South Sandwich Islands: Biodiversity

(asked on 19th June 2018) - View Source

Question to the Foreign, Commonwealth & Development Office:

To ask the Secretary of State for Foreign and Commonwealth Affairs, what recent assessment his Department has made of biodiversity in the South Sandwich Islands.


Answered by
Alan Duncan Portrait
Alan Duncan
This question was answered on 27th June 2018

The South Sandwich Islands are remote and as a consequence data-poor in comparison to other Subantarctic regions. There is also a very real threat to the ecology of the South Sandwich Islands from volcanism, with recent eruptions from the volcanoes on Zavodovski, Saunders and Bristol.

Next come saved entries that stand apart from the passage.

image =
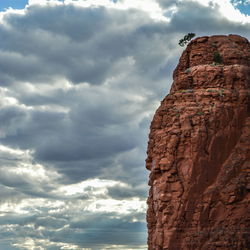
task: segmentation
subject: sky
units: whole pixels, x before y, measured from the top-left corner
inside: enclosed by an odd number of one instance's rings
[[[196,36],[249,1],[0,1],[0,249],[147,249],[149,126]]]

Recent scientific work indicates that unlike penguin colonies on the Antarctic Peninsula, the penguin colonies on the South Sandwich Islands are stable. To further enhance our understanding of the South Sandwich Islands, the UK's Blue Belt initiative has funded a scientific expedition to visit the South Sandwich Islands in late January 2019, allowing information to be collected on a variety of topics, including on krill and on the benthic communities that inhabit the seabed. UK scientists are also leading work within international scientific research programmes to improve our understanding of this and the wider Southern Ocean region.